Pemilik mata itu hanya dia.
Kutatap
bayangan wajahku di cermin. Wajahku sudah polos tanpa riasan. Sedikit kantung
mata terlukis di sana. Tanpa sadar kuhela napas lebih dalam. Jika benar itu
mata miliknya, bagaimana mungkin dia yang jaraknya ribuan kilometer dari The
Bay Bali ada di sini malam ini?
“Luh.., mau bareng tidak? Lekas ya, aku tunggu di parkiran” Kadek lagi-lagi menawarkan boncengannya.
Aku mengiyakan tawarannya dengan anggukan. Lalu tanpa kuminta, pemilik mata teduh itu melintas lagi di pikiranku. Mungkin aku hanya lelah saja, mungkin hanya dugaanku saja.
Sepuluh menit kemudian, aku sudah duduk di belakang Kadek, menembus malam jalanan Nusa Dua Bali
yang tak pernah benar-benar sepi.
***
Pagi
yang dingin dan sepaket embun menyapaku. Kenangan masa kecil pun turut serta
datang tanpa diminta. Masa kecilku yang indah bersama sang pemilik mata teduh
itu. Kenangan yang belum selesai.
Di
tebing itu aku melihat sosok kecilnya. Ia memunggungiku, nampak asyik dengan
apa yang sedang dikerjakannya. Sementara aku, tak sengaja sampai di sini,
mengejar kupu-kupu indah bersayap kuning merah.
Seketika
aku melupakan kupu-kupu bersayap kuning merah itu. Apa yang tengah kau goreskan
di kanvas, menarik perhatianku. Hati kecilku menyuruhku duduk diam. Tanpa
suara, aku duduk di belakangmu. Hanya debur ombak saja yang menjadi latar, kamu
tak tak menyadari kedatanganku.
Aku
terkaget-kaget saat kau tiba-tiba membalikkan badanmu. Aku sontak berdiri dan
berniat pergi. Namun, semesta rupanya tak mengijinkan pertemuan kita hanya
sampai di situ.
Bumi,
teman baruku. Matanya kecoklatan. Aku menyukainya.
Hari-hari
berikutnya, dalam dunia masa kecilku, sepertinya hanya kamu yang mewarnainya.

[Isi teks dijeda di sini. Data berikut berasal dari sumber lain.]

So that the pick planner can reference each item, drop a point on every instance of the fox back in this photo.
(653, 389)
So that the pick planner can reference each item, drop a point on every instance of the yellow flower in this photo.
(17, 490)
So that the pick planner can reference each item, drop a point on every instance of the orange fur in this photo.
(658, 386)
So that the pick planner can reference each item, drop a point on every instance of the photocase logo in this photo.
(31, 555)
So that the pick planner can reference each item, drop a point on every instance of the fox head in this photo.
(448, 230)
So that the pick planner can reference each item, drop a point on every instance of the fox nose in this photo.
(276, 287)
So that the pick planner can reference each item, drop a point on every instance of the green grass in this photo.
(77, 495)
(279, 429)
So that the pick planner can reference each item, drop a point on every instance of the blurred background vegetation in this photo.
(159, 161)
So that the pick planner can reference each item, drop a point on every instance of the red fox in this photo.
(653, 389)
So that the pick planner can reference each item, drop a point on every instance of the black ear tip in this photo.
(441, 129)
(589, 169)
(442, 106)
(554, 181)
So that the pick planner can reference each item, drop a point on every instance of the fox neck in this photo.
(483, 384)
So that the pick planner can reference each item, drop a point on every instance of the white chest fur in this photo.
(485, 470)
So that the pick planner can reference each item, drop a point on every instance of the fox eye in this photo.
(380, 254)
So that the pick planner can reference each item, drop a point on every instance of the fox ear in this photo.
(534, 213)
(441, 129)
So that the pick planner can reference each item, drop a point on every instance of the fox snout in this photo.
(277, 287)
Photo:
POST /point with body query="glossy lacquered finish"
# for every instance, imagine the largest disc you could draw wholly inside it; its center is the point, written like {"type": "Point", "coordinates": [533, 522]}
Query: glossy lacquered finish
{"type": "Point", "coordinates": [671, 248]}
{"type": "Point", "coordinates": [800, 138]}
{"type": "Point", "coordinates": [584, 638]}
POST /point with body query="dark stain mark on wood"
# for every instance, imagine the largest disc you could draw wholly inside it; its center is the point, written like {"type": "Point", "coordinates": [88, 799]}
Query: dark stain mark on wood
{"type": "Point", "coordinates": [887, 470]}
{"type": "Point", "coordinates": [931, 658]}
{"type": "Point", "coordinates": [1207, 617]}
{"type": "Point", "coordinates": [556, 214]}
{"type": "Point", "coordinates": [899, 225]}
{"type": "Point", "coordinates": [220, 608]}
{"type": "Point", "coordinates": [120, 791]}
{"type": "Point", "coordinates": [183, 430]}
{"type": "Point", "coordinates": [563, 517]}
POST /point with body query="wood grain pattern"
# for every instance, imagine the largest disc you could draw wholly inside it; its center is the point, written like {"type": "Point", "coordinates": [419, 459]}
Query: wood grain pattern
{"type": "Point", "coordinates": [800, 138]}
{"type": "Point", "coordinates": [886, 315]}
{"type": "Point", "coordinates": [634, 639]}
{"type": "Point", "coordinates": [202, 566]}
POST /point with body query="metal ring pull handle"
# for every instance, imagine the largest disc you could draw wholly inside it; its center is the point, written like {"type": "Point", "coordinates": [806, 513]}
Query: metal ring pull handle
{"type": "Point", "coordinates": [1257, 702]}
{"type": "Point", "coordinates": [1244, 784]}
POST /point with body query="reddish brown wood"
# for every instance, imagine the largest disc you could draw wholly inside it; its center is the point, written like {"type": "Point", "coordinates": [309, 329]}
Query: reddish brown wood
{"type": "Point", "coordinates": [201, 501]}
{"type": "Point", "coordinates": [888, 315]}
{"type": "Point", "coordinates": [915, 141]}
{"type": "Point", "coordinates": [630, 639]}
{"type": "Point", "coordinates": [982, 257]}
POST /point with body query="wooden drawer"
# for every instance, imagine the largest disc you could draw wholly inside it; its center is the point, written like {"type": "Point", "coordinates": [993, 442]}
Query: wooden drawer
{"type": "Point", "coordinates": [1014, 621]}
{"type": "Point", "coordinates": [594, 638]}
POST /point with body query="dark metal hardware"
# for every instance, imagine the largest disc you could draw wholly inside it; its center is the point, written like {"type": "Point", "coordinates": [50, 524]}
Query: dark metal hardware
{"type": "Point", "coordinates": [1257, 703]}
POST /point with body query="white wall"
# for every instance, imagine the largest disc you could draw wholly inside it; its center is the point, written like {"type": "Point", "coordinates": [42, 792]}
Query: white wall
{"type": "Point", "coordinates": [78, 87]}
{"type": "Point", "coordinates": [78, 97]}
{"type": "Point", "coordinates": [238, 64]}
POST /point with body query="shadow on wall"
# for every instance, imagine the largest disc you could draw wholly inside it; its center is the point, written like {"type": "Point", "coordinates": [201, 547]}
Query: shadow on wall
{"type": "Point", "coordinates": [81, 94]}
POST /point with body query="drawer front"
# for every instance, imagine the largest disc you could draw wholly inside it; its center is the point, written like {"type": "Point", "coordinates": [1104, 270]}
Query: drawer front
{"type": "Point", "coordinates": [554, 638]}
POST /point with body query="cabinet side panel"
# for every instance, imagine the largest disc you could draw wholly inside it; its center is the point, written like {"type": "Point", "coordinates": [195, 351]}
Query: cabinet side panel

Dua bulan saja, karena ayahmu hanya bertugas dua bulan saja di Bali.
“Ayahku
sedang meneliti sesuatu, entah apa, katanya suasana di sini enak untuk
menyelesaikan risetnya” Ujarmu ketika kita tengah menikmati makan siang di atas
rumah pohon, di kawasan Pirates Bay Bali.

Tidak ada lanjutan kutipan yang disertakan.